First Port Duty Rule unlikely to commence this year
Ghana is unlikely to commence implementation of the First Port Duty Rule at the country’s ports which is scheduled to begin 1st September 2019, a report emanating from the Customs Division of the Ghana Revenue Authority (GRA) reveals.
This is because currently, Ghana is having some troubling challenges with its landlocked neighbouring countries such as Burkina Faso, Mali and Niger among others in agreeing on key modalities that must be set out before beginning implementing the Rule.
The First Port Duty Rule forms part of reforms to ensure efficiency at Ghana’s ports. It is critical to government and port authorities in the sense that it would assist in combating smuggling that arises from diversion of transit goods meant for landlocked countries as well as deepening trade facilitation and enhancing revenue mobilization.
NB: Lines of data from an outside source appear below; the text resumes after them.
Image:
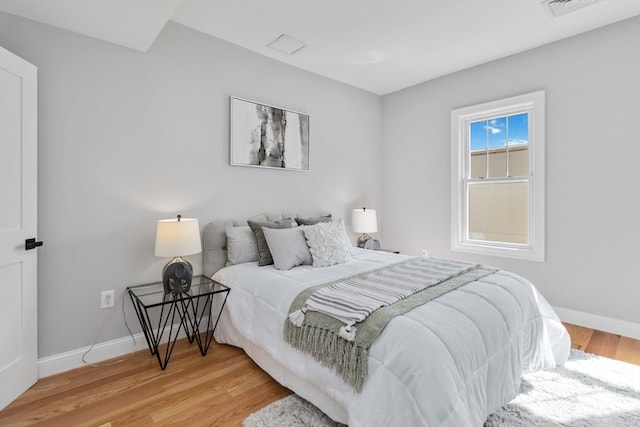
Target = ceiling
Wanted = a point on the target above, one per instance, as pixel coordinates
(377, 45)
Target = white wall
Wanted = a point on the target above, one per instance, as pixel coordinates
(127, 138)
(592, 146)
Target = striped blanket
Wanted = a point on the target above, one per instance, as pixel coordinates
(325, 337)
(350, 301)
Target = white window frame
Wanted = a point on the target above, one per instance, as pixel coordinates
(534, 104)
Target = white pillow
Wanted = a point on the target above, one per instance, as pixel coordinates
(241, 245)
(288, 247)
(327, 243)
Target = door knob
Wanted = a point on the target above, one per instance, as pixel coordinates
(31, 244)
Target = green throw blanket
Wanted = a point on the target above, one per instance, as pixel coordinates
(318, 335)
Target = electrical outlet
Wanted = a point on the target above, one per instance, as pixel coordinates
(107, 299)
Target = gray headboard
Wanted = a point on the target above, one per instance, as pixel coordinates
(214, 238)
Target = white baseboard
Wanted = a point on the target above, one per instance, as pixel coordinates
(66, 361)
(594, 321)
(62, 362)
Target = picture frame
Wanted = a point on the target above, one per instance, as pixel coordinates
(266, 136)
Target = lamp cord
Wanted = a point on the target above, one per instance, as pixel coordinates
(95, 339)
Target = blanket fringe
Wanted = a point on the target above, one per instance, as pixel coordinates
(347, 358)
(297, 317)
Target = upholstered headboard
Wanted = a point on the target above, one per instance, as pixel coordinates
(214, 237)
This is expected to promote the ease of doing business within the ports.
Under the First Port Duty Rule, Customs officials of the landlocked nations will be stationed at Ghana’s ports to facilitate and monitor movement of transit goods and importers will be directed to the appropriate country desk to pay the stipulated duty on the transit goods.
Reports indicate that many of such supposed transit goods are either unloaded and sold in Ghana after leaving the ports or sent through unapproved routes to their respective landlocked destinations.
Ghana’s inability to implement the policy implies that the country is potentially losing enormous revenue on such goods meant for transit, but actually sold locally. The rule, when implemented effectively will also serve as a check on dumping of goods in Ghana destined for landlocked countries.
Speaking with the Goldstreet Business, the Acting Assistant Commissioner, Customs Division of the GRA, Mr. Paul Nkrumah-Ababio said despite the challenges currently being faced with Ghana’s neighbouring countries, considerable steps are being initiated to ensure its effective implementation.
“Implementing it will help facilitate trade between Ghana and its neighbouring landlocked countries. Ghana cannot continue to receive goods going to Mali, Burkina Faso and other landlocked countries and then Ghana will be hurting.
We need to have a Memorandum of Understanding where the challenges of the agreement can be ironed out”, Mr Nkrumah-Ababio reiterated.
This policy was first announced by the Vice President, Dr Mahamadu Bawumia at the 39th Council Meeting and Conference of the Ports Management Association of West and Central Africa in Accra in June 2018.
In March this year, the Ghana Community Network Services announced the commencement of preparation towards the implementation of the First Port Duty Rule at Ghana’s ports.